L'année 1938 marque la reprise des travaux du téléphérique de l'Aiguille du Midi au dessus de la station des Glaciers, à 2400 m, sous l'impulsion de M. de Peufeuilhoux. Ce n'est plus l' Aiguille elle même qui sera l'aboutissement du funiculaire aérien, mais un "gendarme" situé près du Col du Midi à 3600 m d' altitude.

Ce point sera atteint en deux tronçons de même longueur (environ 1100 m). Le premier tronçon, Glacier-Arête, est construit en 1938. Pour cela, des rouleaux de câbles de 4 mm et des poulies sont portées par les guides Clérico et Farini, en charges de 30 kg, jusqu'à l'arête de granite qui a donné son nom à ce point intermédiaire (altitude 3100 m). Le problème du Col du Midi était plus difficile à résoudre, car il était indispensable de monter des pièces de 80 kg à l' altitude de 3600 m. M. de Peufeuilhoux, ancien pilote de chasse, choisit la solution audacieuse, qui devait réussir, de confier à M. Guiron, du Fayet, la mission de parachuter au Col du Midi, avec son petit avion équipé d'un moteur de 300 ch, le matériel destiné à l'ancrage du premier câble de service. Au cours de l'été 1939, 25 colis furent ainsi lancés sur la neige fraîche et retrouvés grâce à un long ruban rouge indicateur. Clérico, Farini, Wenger devaient, non sans péril, descendre jusqu'à l'Arête la cordine de 4 mm par une série de rappels de 50 m.
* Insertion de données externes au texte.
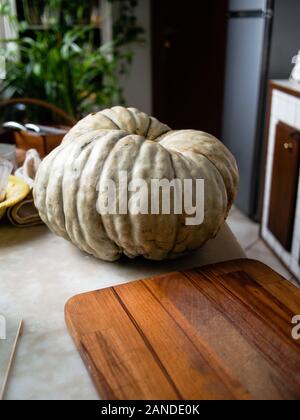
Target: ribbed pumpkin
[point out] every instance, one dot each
(68, 184)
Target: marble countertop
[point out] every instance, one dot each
(39, 272)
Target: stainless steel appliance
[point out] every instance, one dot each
(263, 36)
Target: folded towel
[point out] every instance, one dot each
(24, 214)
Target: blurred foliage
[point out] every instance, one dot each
(62, 63)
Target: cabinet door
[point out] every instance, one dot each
(284, 184)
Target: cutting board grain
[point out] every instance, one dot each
(218, 332)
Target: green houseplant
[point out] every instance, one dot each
(63, 64)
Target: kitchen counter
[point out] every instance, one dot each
(39, 272)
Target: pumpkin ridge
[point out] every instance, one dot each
(73, 227)
(103, 170)
(131, 235)
(95, 174)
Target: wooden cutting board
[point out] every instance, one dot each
(218, 332)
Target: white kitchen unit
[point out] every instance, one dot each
(281, 209)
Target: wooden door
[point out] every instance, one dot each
(285, 178)
(188, 44)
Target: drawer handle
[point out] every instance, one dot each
(288, 146)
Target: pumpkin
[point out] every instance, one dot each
(68, 184)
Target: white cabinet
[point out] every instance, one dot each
(284, 108)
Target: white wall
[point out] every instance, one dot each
(137, 84)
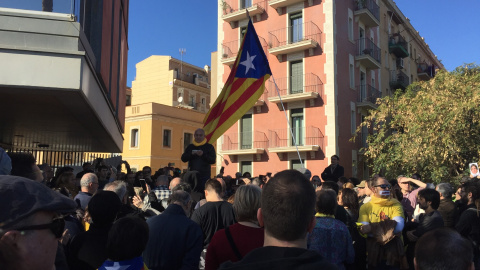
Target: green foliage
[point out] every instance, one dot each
(432, 128)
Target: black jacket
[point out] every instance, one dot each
(280, 258)
(200, 163)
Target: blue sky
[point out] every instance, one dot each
(161, 27)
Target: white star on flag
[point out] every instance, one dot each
(117, 266)
(248, 63)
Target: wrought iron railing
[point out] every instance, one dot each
(304, 136)
(301, 83)
(244, 140)
(370, 5)
(367, 47)
(230, 6)
(368, 93)
(294, 34)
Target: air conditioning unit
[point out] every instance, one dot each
(400, 63)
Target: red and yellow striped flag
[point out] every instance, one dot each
(244, 86)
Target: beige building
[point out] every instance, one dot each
(169, 100)
(169, 81)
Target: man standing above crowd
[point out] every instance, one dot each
(334, 171)
(287, 213)
(200, 155)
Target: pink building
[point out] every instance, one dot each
(330, 60)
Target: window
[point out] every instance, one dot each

En Automne, la guerre est déclarée et il faut interrompre les travaux. Ceux ci sont repris le 15 Août 1940, et le 8 Septembre, la première ligne assurant le transport du personnel est inaugurée par M. Toubin, ingénieur en chef des Ponts et Chaussées à Annecy.

Au cours de l'hiver 1940-41, la ligne est coupée et une équipe de guides doit fouiller la neige pour récupérer le câble et rétablir la ligne de service.

C'est alors que commence la construction du laboratoire des rayons cosmiques, début Septembre 1942. Malheureusement, trois semaines après, un grave accident, au cours duquel M. de Peufeuilhoux, alors ditecteur de la Compagnie Française des Funiculaires de Montagne (CFFM) trouve la mort, provoque l'interruption du chantier. Les câbles entre les Glaciers et le Col du Midi sont coupés. Ce transporteur aérien, établi par M. de Peufeuilhoux , était constitué par un simple câble de 12 mm de diamètre porteur-tracteur, de deux portées égales de 1100 m de longueur. L'appui intermédiaire entre les Glaciers et le Col était une simple poulie dont le support était directement scellé dans le rocher de l'Arête (3100 m). Deux bennes, l'une entre les Glaciers et l'Arête, et l'autre entre l'Arête et le Col, montaient et descendaient en même temps. Pour augmenter la charge utile du transporteur, le câble avait été purement et simplement doublé par un deuxième câble semblable, placé à 15 cm du premier. Mais des solutions aussi audacieuses ne devaient avoir qu'un temps.

Au printemps 1943, la ligne fut rétablie plus simplement. Un seul câble porteur-tracteur de 12 mm soutenait deux bennes équilibrées, l'une montante, l'autre descendante. De cette manière, la charge utile était de l'ordre de 300 kg au maximum. Durant l'été 1943, s'achevait l'érection du pylône intermédiaire de l'Arête à 3100 m, destiné au téléphérique de service définitif tel qu'on peut le voir actuellement. L'acheminement des bois et des charpentes jusqu'à l'emplacement du futur laboratoire des Cosmiques fut réalisé grâce à un petit transporteur aérien de 300 m de portée à peu près horizontale, au dessus du glacier, entre le gendarme d'arrivée du téléphérique et le laboratoire; cet aérien était servi par un simple treuil à main. En 1945, la CFFM installait sur le téléphérique, constitué jusqu'ici d'un simple porteur-tracteur de 12 mm, un câble porteur de 25 mm, permettant le transport de charges d'une tonne. Ceci facilita grandement le transport de charges lourdes vers la laboratoire (transformateur 15000 V, puis ultérieurement groupe éléctrogène diesel éléctrique).